As soon as it turned out, four years ago, an unknown portrait of August Hückel (1838-1917), the most successful member of the dynasty of the hat factories of the renowned firm, the predecessor of Tonaku Nový Jičín, was left unnoticed.

 

"August Hückel was a successful entrepreneur, a patron, he was also active in the town hall, and in 1910 he became an honorary citizen of Nový Jičín," said Radek Polách** from the Novojičín Museum."

 

The painting was painted by the relatively unknown painter Janowitsch in 1914. At that time, Hückel was 76 years old and died three years later.

 

"Thanks to the picture, we can see part of the period interior of one of the Hückel villas," he remarked to and revealed that the museum had bought the work for several tens of thousands of crowns.

 

When the picture was taken over by the restorer Václav Chovanec, he found a ten-year period behind the frame. The museum has also discovered how the painting was in the antiques.
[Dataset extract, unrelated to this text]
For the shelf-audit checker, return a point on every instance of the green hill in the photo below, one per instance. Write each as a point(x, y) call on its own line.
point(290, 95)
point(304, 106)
The Hückel descendants have left some of the objects to the new owner of their home. And he sold some things.

 

"We know about other paintings, furniture and period equipment from the Hückel estate. We would like to return to New Jičín as much as possible, "he said.

 

** I met Radek Polách back in 2011 when I visited the Novojičín Museum. He is the man standing to right of the August Hückel portriat. Radek setup a rare tour of Tonak / JHS factory for me and has also supplied me with very valuable information over the years which I have made available here on my website.